The after lunch keynote is with Dr. Craig Fowler CEO from the Australian NCVER. He presents on from measuring to interpreting: progress in visualisation, analytics and research to inform the Australian VET system. Began with overview on NCVER objectives, funding and purpose. Presented vision and mission of the new NCVER strategic plan from 2017 to 2020. Summarised complexities of the federal system on collection of data and the data products produced. Introduced the new tools for dissemination of data through digital visualisation. Discussed in greater depth the challenges for analysis and advantages presented by data linkage across other government databases. Provided example of data mining of job advertising to work out if currency and validity of training packages. Need to try to collect regularly, skills performed and skills identified as lacking from a job, so individuals, trainers and policy makers better informed. 

**Announcement made of next NZVET research forum to be held with the annual NCVER no frills conference in Sydney from 15 to 17 August 2018. **

Concurrent sessions carry through the afternoon.

I present details on the various sub projects from the eassessment project. This time, more details on each actual sub- project. The common threads are to match the context of learning with the affordances of technology to enable the feedback process to be effective. Learners need to learn how to understand feedback and leverage of it. Tutors need to be familiar with technology affordances to maximise application. Technology needs to be matched to learning goals and context of discipline / organisation. 

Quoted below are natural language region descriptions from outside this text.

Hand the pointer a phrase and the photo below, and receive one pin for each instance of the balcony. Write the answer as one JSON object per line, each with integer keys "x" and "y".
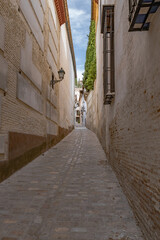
{"x": 140, "y": 14}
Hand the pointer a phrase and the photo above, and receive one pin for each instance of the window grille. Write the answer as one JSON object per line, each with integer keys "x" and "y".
{"x": 140, "y": 12}
{"x": 108, "y": 54}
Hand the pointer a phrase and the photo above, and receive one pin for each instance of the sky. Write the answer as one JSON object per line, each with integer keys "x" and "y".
{"x": 80, "y": 15}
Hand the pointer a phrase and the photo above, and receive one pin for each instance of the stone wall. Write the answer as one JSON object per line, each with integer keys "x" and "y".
{"x": 129, "y": 128}
{"x": 30, "y": 51}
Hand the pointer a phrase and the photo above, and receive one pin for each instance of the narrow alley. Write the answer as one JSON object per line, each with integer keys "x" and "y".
{"x": 73, "y": 196}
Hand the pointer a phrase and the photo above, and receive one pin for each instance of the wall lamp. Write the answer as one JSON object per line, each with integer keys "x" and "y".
{"x": 61, "y": 74}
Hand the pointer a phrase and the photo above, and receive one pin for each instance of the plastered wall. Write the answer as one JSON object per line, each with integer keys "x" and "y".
{"x": 129, "y": 128}
{"x": 30, "y": 51}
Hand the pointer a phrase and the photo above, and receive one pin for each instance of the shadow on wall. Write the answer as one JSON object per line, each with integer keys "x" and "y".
{"x": 22, "y": 150}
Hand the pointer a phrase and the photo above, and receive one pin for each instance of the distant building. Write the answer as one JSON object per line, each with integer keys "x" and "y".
{"x": 35, "y": 42}
{"x": 80, "y": 107}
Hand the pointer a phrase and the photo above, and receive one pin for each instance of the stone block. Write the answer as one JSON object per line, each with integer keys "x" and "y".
{"x": 39, "y": 12}
{"x": 52, "y": 63}
{"x": 53, "y": 29}
{"x": 52, "y": 128}
{"x": 31, "y": 19}
{"x": 53, "y": 12}
{"x": 51, "y": 96}
{"x": 27, "y": 65}
{"x": 4, "y": 145}
{"x": 2, "y": 28}
{"x": 3, "y": 73}
{"x": 52, "y": 112}
{"x": 29, "y": 95}
{"x": 53, "y": 48}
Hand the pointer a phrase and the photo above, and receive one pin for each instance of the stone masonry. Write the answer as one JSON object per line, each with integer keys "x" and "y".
{"x": 69, "y": 193}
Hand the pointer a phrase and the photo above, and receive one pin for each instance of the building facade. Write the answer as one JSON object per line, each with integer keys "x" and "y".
{"x": 35, "y": 42}
{"x": 124, "y": 108}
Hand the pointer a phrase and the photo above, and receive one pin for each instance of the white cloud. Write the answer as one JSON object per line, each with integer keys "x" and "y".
{"x": 80, "y": 21}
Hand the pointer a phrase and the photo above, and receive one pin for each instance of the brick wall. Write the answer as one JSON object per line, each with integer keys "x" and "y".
{"x": 129, "y": 128}
{"x": 30, "y": 34}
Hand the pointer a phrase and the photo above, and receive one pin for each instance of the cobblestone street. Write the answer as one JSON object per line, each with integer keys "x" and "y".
{"x": 69, "y": 193}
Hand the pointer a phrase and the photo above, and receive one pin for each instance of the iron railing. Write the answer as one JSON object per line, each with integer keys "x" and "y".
{"x": 140, "y": 12}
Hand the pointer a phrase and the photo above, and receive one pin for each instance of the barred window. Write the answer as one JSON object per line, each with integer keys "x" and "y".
{"x": 108, "y": 54}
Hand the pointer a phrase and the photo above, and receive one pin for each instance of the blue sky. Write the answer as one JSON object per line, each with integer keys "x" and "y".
{"x": 80, "y": 14}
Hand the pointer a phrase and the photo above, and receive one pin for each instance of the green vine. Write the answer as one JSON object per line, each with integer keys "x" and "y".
{"x": 89, "y": 75}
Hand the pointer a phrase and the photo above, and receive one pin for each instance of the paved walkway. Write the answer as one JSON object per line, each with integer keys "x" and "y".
{"x": 70, "y": 193}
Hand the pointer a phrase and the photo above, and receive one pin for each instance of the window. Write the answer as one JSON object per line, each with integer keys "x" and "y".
{"x": 108, "y": 54}
{"x": 52, "y": 81}
{"x": 140, "y": 12}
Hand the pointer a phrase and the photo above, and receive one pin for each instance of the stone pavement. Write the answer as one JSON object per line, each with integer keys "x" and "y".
{"x": 69, "y": 193}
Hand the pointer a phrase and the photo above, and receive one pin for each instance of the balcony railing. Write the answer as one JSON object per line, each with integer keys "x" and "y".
{"x": 140, "y": 13}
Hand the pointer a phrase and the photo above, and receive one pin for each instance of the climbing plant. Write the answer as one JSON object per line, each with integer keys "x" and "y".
{"x": 89, "y": 75}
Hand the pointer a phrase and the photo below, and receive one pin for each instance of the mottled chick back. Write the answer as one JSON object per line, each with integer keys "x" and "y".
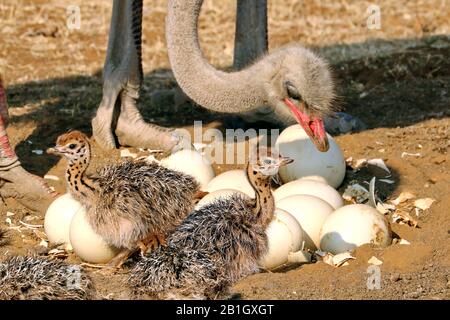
{"x": 214, "y": 247}
{"x": 151, "y": 199}
{"x": 30, "y": 278}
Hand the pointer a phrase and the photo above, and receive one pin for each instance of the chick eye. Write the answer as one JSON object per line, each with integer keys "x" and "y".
{"x": 292, "y": 91}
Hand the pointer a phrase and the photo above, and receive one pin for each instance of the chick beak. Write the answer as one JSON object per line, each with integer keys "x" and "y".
{"x": 314, "y": 128}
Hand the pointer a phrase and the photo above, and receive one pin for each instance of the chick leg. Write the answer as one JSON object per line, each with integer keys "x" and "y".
{"x": 120, "y": 258}
{"x": 152, "y": 242}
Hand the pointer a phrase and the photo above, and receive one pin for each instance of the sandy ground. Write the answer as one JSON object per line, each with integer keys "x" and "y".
{"x": 396, "y": 79}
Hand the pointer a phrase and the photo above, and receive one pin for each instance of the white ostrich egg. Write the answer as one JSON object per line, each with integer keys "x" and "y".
{"x": 218, "y": 194}
{"x": 86, "y": 243}
{"x": 58, "y": 218}
{"x": 190, "y": 162}
{"x": 352, "y": 226}
{"x": 310, "y": 212}
{"x": 285, "y": 236}
{"x": 294, "y": 143}
{"x": 312, "y": 188}
{"x": 315, "y": 178}
{"x": 233, "y": 179}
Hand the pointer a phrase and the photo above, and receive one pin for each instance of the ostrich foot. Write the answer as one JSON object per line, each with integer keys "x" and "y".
{"x": 28, "y": 189}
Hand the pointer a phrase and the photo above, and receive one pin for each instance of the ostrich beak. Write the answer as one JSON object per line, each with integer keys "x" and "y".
{"x": 55, "y": 151}
{"x": 284, "y": 161}
{"x": 314, "y": 128}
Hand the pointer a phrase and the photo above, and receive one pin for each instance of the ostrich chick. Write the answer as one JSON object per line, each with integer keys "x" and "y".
{"x": 31, "y": 278}
{"x": 216, "y": 245}
{"x": 133, "y": 204}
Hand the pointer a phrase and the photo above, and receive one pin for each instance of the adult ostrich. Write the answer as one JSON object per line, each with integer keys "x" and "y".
{"x": 15, "y": 182}
{"x": 291, "y": 84}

Then, Graeme Couper presents on an integrated approach- holistic assessment of NZ dairy farm trainees. Started with background and rationale. Summary of a study towards Masters thesis in Education. Post Troq, more holistic approach possible to bring together theory and practice, aligned to grad outcomes, less assessing and looking into other ways to assess knowledge in practical context. Detailed research design and questions. Interviews recorded on smart pen. Found better integration between theory and practice, more flexible, active and engaged learning, real world evidence used , active assessment interaction between those involved, greater satisfaction and enjoyment of process, and some practical challenges in the change.  Summarised implications towards approaches towards applying knowledge to practice, authentic and robust assessment, and an opportunity to revisit the con pet of competence.

Last session with Averil Coxhead, Jean Parkinson and Falakiko Tu’amoheloa from Victoria University on bilingual approaches to technical trades vocabulary in Tongan and English. Presented on one aspect of the Ako Aoteoroa National fund - learning the language of the trade- project. Began with overview of the wider project objectives and where the study presented fits. Summarised the rationale for the project, why study trades language which has just as demanding a vocabulary as university level learning. Tongan lists derived from word lists for carpentry, plumbing and engineering. 30% technical vocabulary is in the written language but 10% in spoken in the workshops. Seems to be mismatch in words in the glossary between words in glossary and words in the textbook. Detailed difficulties in translating vocabulary. The Pasifika approach to research (Talanoa) to carry out the translations was detailed. Learners need to know there are technical words in Tongan, some are Tonganised and the ones without equivalents require rules to derive. Implications also presented. 

As usual, a busy day and I was unable to be at several sessions due to clashes in the programme. Evening networking continued to allow for catch up with ITO and ITP people with an interest in and supportive of VET research.